In Russia, owing to the rough ice, a sail area of 600 to 1000 square feet is necessary, and ice-boats are heavily built with side-bars, and carry twenty people. But on the great expanses of ice smooth spots of about the size of an ordinary lake form and on these are used the lightly constructed racing craft of American design.
In Stockholm, Sweden, the preference is for the 250 square feet class. The Swedish style of boat has been discarded in favor of an American type. There is some ice-boating in Germany, but the boats are as yet very crude, and up-to-date American boats can outsail them with ease on every point.
To-day ice-boating is more popular than ever in America, especially in the Middle West. The great event there is the meet of the Northwest Racing Association, which is composed of the principal clubs in Michi-gan, Illinois and Minnesota. The races are sailed each year on a different lake in each State for valuable and numerous prizes, and all kinds of rigs are tried out. First came the spritsail. Then a jib was added, which gave way to a large jib and a gaff mainsail, which in turn was followed by the same rig with a reduced jib. Previous to this last change the mast was stept at the center of the runner-plank, which necessitated a large jib to balance the mainsail. But later the mast was stept three feet farther forward of the runner-plank so that a smaller jib could take the place of the large one. Then came the lateen rig, which was popular for a number of years, but was replaced by the present sloop rig, which is practically a cat rig with small balancing jib and a leg-of-mutton mainsail with a spitfire jib. At present all sails are hoisted with flexible steel rigging; the boats carry steel shrouds and runner-plank stays; the cockpit is oval and built to hold two men; the backbone and spars are hollow.

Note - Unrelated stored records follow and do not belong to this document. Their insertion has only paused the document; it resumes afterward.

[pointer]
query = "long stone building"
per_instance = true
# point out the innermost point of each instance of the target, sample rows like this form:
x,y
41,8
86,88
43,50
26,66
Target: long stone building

A race in a stiff breeze is a most inspiring sight. Numbers are drawn for the desira- ble windward position; the boats are smartly shoved up in line and headed into the eye of the wind with an intervening space of four or five feet between each boat. The chairman of the racing committee and the linekeeper are stationed aft of the line of boats. “All prepare,” the official cries. “Gentlemen, you start at crack of the pistol.” Three minutes later bang! goes the gun. The steersman and sheet tender grip the side of the cock-pit, dig their spur-shod shoes into the ice-shove the boat ahead and jump aboard. A slight twist is given the tiller to fill the sails, she jumps into increased momentum by seconds, and is off, as the boats go scooting over the ice like live things, all fighting for the windward position for the first leg of the course, which is a triangular one sailed over several times. (The length of course depends on the size of the boats. The smaller go ten miles; the larger, twenty; but sometimes, owing to faulty ice, the triangle has to be made smaller, hence it is necessary to sail over it more times.) The second leg is a free run and the boats fly before the breeze in a snakelike course, for an ice-boat can not sail to advantage dead before the wind, but must go in long curves, gybing at each turn of the curve. The third is a free run with the wind a-beam.
Around this triangle they rush with with windward runners high in the air and the lee runners shooting out sprays of fine ice to the accompaniment of the buzz of their cast-iron shoes, which is taken up and intensified by the hollow backbone, and the runner-plank, which acts as a sounding board. It is sweet music for a true ice yachtsman. Two or three boats are fighting for the lead as they come into the home turn; the others are strung out a short distance apart. On they come, with a rush and finish only ten or fifteen feet apart. They have fought it out, inch by inch, for twenty miles, but with an actual sailing distance of twenty-eight or thirty miles. Nowadays the class boats are built so nearly alike that the races are mostly won by the good judgment and superior ability of the crew.
Strange to say, it is more difficult to find a good sheet tender than helmsman. The former is born and not made. The mainsail must be manipulated with every puff to win a race.
The latest craze is for a leg-of-mutton mainsail rig, and of course this class will be greatly developed in the coming yeers; but at present, altho an able rig for working to windward, it is very slow in the leeward sailing. Whether it can equal a sloop rig with the gaff mainsail and small jib is yet to be learned.